Tulsa Postscript

From the Greenwood Art Project: for more information go here or click on the image.


There are plenty of articles around about the Tulsa Massacre, and more than a few are think pieces about the aftermath. The ramifications are vast.

That a major and critical event of unleashed white rage was buried so effectively and for so long, speaks to the results of what happens when history is written - or rather, erased - by the victors. The rippling tides of similar early twentieth century events continue but we are seeing the effects play out in interesting, if not particularly definitive ways. 


The lynchings and the slaughters of the Jim Crow area eventually receded in the face of the growing Civil Rights Movement. That has not stopped Black people from being murdered by law enforcement or the thousands of daily aggressions - micro and macro - from being perpetrated on a daily basis in the form of rigging voter rights legislation to loan approval based on skin color.


At every turn, erasure continues. It could be in the form of a loan officer pleading that “this has nothing to do with skin color, it’s just bank policy” to qualified immunity for police, police who are increasingly militarized and abide by laws of silence not so very dissimilar to the omertà of the Mafia.


What strikes me is that the more and more virulent and/or devious such actions become, the more obvious it is that even the perpetrators know they are in the wrong. They know what they are doing is wrong. And they know that the bill will come due. It may not come soon enough to see justice rendered for the aggrieved in our current moment, but if we can take something away from history, it is that societies rise and fall; empires, in particular, it is worth mentioning, do not last. 


Nothing of consequence to the present can be completely effaced. Sooner or later, traces of injustice make themselves obvious. They itch subtly, at first, on society’s scalp. Sooner or later, someone is going to come digging around, scratching that itch.


Legislatively, one party in the United States is doing its utmost to obstruct equal access to voting out of fear. Fear of losing power, fear of having to surrender their precious status quo based on inequality and frankly, oppression and repression. 


No, it is not happening quickly enough, but it is happening. Legislation can impede progress for years, but it can be overturned. If, as projected, the U.S. demographic becomes more diverse and less caucasoid majority, it will make less and less defendable to deny someone housing or access to healthcare because of ethnicity (it never was, but hopefully, this will grow more obvious over time). Perhaps, just maybe, even, police forces will be realigned to deal only with crimes of intent and away from sending guns in where dialogue matters more. 

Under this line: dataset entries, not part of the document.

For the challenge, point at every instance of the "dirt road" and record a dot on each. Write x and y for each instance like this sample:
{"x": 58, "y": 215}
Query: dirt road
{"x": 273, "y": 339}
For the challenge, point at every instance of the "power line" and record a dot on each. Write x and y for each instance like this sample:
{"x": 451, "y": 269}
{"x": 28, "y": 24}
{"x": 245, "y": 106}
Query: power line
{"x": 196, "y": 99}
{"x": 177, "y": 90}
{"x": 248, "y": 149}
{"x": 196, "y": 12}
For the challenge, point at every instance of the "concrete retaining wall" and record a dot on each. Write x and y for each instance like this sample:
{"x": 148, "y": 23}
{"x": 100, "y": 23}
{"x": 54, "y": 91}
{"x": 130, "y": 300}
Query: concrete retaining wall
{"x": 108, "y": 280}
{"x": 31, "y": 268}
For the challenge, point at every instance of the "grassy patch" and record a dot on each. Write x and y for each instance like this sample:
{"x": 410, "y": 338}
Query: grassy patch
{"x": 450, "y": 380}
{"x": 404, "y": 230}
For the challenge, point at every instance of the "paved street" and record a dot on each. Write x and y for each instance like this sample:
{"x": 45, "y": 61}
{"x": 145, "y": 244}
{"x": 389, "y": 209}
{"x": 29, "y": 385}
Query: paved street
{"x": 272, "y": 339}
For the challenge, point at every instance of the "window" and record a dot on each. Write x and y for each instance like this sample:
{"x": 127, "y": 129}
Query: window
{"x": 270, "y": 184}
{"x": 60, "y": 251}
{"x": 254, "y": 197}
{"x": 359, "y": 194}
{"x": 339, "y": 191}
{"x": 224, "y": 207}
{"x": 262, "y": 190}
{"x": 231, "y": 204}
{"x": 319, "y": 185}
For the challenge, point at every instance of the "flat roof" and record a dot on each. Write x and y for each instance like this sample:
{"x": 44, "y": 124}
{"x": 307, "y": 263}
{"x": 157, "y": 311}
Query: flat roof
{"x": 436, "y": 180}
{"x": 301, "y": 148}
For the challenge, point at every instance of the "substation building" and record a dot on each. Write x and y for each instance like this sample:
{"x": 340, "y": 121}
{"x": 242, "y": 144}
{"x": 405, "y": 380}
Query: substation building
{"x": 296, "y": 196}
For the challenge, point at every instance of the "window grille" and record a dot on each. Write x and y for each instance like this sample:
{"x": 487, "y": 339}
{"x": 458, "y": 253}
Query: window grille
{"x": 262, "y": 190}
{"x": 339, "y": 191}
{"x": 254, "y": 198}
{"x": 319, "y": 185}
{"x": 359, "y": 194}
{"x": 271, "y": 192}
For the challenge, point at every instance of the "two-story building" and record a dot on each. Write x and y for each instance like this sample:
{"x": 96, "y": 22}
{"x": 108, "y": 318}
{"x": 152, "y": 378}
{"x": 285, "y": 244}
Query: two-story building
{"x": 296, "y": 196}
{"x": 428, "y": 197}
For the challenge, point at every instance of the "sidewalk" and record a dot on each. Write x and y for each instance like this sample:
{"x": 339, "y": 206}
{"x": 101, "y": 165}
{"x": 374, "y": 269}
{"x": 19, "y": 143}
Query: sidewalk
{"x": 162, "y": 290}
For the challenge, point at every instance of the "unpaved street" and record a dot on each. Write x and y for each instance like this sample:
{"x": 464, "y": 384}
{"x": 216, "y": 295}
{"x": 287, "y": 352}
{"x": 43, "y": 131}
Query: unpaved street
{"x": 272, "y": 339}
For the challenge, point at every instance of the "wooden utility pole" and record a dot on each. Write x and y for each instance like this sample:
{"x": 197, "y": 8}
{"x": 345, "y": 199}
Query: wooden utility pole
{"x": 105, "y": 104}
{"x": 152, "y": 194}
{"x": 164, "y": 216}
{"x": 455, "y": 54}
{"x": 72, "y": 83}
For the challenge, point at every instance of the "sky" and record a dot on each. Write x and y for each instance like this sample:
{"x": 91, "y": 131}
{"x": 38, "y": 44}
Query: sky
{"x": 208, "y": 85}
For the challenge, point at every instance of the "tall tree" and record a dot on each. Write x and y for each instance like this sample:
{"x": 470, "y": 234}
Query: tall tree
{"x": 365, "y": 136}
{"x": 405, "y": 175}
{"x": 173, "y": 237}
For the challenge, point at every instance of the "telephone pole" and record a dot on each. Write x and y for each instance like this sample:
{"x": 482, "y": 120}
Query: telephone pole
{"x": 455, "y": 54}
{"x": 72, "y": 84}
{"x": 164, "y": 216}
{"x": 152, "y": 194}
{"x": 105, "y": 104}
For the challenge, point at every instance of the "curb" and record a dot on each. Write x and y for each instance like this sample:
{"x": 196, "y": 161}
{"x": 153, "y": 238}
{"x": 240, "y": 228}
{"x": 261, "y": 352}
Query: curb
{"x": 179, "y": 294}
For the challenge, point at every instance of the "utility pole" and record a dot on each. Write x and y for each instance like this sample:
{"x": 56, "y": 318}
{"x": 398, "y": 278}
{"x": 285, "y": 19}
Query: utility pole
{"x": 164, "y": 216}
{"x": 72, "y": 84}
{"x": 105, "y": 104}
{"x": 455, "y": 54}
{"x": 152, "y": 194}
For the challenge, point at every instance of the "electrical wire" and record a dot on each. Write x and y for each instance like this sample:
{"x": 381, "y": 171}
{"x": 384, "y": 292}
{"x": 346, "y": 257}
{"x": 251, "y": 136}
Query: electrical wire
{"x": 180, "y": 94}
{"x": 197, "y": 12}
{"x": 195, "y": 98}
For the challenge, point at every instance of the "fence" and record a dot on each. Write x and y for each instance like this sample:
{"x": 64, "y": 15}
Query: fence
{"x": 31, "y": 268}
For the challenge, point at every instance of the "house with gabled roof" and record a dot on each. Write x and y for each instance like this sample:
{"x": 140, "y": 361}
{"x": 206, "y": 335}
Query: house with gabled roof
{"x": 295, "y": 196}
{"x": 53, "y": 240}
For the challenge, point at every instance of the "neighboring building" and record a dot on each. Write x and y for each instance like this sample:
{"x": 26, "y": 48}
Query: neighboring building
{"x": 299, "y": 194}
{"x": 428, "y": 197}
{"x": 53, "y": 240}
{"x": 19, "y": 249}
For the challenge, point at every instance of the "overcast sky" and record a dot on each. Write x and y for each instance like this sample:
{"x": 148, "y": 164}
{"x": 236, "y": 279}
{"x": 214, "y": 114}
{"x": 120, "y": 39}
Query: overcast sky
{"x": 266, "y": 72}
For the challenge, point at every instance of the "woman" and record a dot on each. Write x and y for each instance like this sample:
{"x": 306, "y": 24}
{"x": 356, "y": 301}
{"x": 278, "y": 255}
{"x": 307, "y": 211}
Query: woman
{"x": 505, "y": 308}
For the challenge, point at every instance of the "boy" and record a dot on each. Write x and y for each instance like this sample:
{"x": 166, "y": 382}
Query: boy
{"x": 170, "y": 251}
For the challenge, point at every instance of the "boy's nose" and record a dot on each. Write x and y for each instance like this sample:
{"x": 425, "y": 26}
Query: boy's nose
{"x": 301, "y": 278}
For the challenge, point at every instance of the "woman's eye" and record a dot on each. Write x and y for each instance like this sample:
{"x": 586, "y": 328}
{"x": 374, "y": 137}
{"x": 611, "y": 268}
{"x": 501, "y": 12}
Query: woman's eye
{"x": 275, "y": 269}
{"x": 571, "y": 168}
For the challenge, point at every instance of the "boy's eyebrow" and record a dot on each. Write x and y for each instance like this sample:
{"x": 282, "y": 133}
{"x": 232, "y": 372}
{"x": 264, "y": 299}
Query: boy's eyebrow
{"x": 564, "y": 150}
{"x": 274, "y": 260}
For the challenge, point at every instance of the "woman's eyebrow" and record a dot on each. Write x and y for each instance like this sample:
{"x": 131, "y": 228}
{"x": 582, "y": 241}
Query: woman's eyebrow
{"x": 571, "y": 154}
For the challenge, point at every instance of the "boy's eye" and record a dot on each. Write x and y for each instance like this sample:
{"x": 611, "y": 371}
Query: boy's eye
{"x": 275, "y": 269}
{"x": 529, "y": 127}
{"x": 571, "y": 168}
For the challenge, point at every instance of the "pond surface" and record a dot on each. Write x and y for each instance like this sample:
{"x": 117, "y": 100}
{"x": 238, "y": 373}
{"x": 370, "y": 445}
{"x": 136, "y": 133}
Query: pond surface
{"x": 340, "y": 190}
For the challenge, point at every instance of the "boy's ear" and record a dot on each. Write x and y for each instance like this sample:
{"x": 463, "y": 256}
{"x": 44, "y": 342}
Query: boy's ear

In the meantime, we have on our hands, a mess of a society where the right to own (and carry) a gun is more important than loving and caring for others, much less simply recognizing the humanity in everyone. We live in a country where the biggest talkers are the thinnest skinned and somehow have more of a voice than makes sense in the best of circumstances, let alone the worst and we have to deal with their fear of the Other. 


We all know the answers, even the politicians and police who refuse to acknowledge our shared humanity, our shared suffering. We all know that overcoming our fear of one another and working toward nurturing mutual compassion and love is what is needed. But we run from all of this with the nonsense that “it’s far too complicated, it’s far too difficult for that kind of change now”. Nonsense. It starts with each of us. It doesn’t take legislation, it certainly doesn’t require policing. It requires that we simply drop our prejudices and the false sense of superiority (which is - say it again - a sure sign of fear) and for those who claim to some religious foundation, “love one another”. 


The aftershocks of Tulsa continue to ripple and eddy throughout the United States. It’s not just Tulsa, it isn’t just the Red Summer of 1919, it is the very DNA of the idea that other humans are property that still pollutes the historicosocial bloodstream. It is time for a transfusion.